Foram 10 Juízes Federais que conduziram os processos na JFPR de 1891 a 1937, de cujas biografias sabemos muito pouco (é…não havia página na internet, facebook, nem instagram…), apenas dados esparsos de jornais da época ou dos próprios processos em que atuaram. Aliás, os processos históricos desta fase foram digitalizados e grande parte deles já está disponível na íntegra para consulta pública na área de Memória da JFPR (em “Processos Históricos”).

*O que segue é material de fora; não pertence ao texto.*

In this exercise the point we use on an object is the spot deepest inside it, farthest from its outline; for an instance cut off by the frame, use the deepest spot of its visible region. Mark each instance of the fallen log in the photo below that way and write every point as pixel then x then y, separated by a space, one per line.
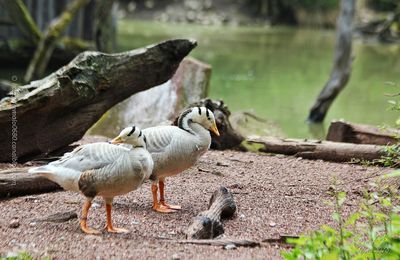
pixel 341 131
pixel 59 217
pixel 207 224
pixel 53 112
pixel 17 182
pixel 324 150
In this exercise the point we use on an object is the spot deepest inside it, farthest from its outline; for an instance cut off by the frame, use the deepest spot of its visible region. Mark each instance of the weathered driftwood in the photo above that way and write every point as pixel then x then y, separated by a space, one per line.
pixel 341 70
pixel 341 131
pixel 19 14
pixel 229 138
pixel 53 112
pixel 207 224
pixel 104 34
pixel 161 104
pixel 48 42
pixel 324 150
pixel 17 182
pixel 59 217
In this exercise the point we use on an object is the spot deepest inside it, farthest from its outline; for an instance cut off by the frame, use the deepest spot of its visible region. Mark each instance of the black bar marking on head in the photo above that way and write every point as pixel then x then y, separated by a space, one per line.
pixel 132 131
pixel 208 113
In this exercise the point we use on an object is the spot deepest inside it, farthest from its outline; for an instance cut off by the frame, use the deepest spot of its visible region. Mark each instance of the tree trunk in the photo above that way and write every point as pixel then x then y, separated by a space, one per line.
pixel 19 14
pixel 48 42
pixel 340 131
pixel 229 138
pixel 104 34
pixel 207 224
pixel 341 70
pixel 324 150
pixel 53 112
pixel 20 183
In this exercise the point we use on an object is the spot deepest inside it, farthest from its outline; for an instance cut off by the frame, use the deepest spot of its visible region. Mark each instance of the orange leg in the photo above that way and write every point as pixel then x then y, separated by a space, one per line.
pixel 109 225
pixel 162 198
pixel 156 205
pixel 83 222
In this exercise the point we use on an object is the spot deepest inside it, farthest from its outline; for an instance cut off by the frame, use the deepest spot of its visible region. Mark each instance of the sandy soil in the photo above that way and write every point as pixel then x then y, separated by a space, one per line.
pixel 276 195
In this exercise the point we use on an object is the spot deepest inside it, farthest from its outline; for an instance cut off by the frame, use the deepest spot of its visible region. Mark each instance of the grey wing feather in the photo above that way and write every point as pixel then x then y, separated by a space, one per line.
pixel 90 156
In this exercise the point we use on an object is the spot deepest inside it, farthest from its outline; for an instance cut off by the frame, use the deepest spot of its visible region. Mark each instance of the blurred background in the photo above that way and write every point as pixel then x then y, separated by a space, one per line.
pixel 268 57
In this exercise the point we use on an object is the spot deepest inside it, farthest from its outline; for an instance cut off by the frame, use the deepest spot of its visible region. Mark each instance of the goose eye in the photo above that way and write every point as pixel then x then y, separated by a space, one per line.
pixel 132 131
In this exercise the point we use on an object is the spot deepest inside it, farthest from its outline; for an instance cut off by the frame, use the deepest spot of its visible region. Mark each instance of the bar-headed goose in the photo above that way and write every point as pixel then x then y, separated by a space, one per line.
pixel 102 169
pixel 177 148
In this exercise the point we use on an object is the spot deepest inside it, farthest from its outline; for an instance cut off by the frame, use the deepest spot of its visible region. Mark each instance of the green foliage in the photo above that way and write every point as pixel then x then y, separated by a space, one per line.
pixel 312 5
pixel 383 5
pixel 371 233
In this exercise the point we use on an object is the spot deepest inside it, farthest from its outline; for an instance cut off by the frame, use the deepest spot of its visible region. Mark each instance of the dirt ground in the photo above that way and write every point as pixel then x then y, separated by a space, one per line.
pixel 275 195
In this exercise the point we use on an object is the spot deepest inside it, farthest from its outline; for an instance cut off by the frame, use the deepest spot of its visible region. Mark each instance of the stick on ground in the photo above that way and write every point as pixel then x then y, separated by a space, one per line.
pixel 207 224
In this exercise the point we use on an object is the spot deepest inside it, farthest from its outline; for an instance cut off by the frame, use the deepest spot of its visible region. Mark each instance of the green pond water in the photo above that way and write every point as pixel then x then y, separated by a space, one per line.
pixel 278 72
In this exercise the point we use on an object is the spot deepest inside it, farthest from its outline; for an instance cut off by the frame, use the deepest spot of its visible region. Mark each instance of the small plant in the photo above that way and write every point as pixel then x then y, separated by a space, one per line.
pixel 371 233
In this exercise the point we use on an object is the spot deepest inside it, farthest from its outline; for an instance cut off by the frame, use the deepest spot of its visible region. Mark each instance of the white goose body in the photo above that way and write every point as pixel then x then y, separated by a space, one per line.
pixel 177 148
pixel 102 169
pixel 174 150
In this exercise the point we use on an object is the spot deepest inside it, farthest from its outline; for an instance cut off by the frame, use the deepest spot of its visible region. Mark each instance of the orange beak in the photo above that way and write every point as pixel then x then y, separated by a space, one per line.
pixel 214 129
pixel 116 140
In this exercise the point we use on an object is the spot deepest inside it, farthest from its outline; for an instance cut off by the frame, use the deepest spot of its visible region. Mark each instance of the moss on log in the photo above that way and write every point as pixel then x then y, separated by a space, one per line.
pixel 53 112
pixel 48 42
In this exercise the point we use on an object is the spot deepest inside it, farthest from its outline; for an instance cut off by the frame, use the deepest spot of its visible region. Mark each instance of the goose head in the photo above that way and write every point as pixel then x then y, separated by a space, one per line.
pixel 200 115
pixel 132 135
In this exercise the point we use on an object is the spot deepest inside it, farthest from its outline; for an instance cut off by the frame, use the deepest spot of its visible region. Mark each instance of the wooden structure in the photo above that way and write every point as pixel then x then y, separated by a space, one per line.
pixel 341 131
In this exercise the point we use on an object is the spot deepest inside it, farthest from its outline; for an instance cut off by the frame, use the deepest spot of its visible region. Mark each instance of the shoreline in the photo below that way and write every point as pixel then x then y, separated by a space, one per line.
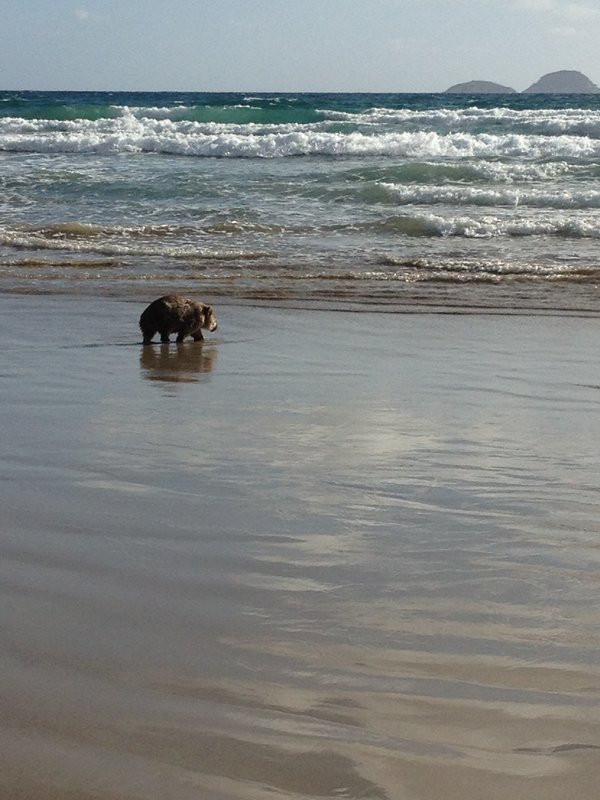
pixel 315 555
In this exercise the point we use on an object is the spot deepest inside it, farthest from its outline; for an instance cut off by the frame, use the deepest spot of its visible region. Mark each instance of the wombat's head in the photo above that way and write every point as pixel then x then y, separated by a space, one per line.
pixel 209 319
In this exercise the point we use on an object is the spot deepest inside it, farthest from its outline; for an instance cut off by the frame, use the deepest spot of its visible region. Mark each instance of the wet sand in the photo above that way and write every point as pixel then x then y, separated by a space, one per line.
pixel 321 555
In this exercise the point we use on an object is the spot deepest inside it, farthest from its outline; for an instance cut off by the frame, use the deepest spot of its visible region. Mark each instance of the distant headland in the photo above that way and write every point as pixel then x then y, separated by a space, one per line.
pixel 564 81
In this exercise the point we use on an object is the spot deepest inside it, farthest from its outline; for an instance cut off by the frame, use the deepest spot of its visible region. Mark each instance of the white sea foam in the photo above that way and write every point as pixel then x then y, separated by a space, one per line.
pixel 549 122
pixel 493 226
pixel 506 196
pixel 129 134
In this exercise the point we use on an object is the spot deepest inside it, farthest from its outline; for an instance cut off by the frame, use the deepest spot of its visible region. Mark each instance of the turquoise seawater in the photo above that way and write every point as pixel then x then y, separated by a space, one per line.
pixel 448 200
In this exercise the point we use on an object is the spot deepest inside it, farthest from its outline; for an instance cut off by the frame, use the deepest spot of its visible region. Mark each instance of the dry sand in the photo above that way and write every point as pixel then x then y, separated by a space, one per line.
pixel 318 556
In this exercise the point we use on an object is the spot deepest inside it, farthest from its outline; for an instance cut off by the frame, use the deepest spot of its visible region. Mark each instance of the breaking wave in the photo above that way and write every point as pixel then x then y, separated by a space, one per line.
pixel 129 134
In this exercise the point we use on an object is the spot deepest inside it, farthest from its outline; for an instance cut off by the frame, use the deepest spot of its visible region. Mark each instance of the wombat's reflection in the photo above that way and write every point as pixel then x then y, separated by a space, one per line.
pixel 184 363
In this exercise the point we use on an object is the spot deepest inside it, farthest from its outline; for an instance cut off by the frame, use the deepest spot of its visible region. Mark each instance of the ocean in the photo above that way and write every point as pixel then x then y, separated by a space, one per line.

Numa “Corityba” muito diferente da de hoje (o nome de nossa cidade só viria a ser grafado como “Curitiba”, por intermédio de Decreto-Lei de 1919, pois, até então o topônimo da cidade era grafado de duas formas: “Curityba” ou “Corityba”), esta edição homenageia 10 magistrados que atuaram na Justiça Federal logo após sua instalação na Capital – em 11 de março de 1891 – até sua extinção, em 1937. São eles os Juízes Seccionais (equiparados aos 'titulares'): Manoel Ignácio Carvalho de Mendonça, João Baptista da Costa Carvalho, Affonso Maria de Oliveira Penteado e Luiz Affonso Chagas. E os Juízes Seccionais Substitutos (equiparados aos 'substitutos', porém com mandato de 6 anos): Bento José Lamenha Lins, Claudino Rogoberto Ferreira dos Santos, Samuel Annibal de Carvalho Chaves, Bernardo Moreira Garcez, Antonio Victor de Sá Barreto e Joaquim Fonseca Sant'anna Lobo. Há uma menção, ainda, ao Juiz Jaquim Miró, que ocupou o cargo por apenas 5 meses, durante licença médica do Juiz Claudino Rogoberto.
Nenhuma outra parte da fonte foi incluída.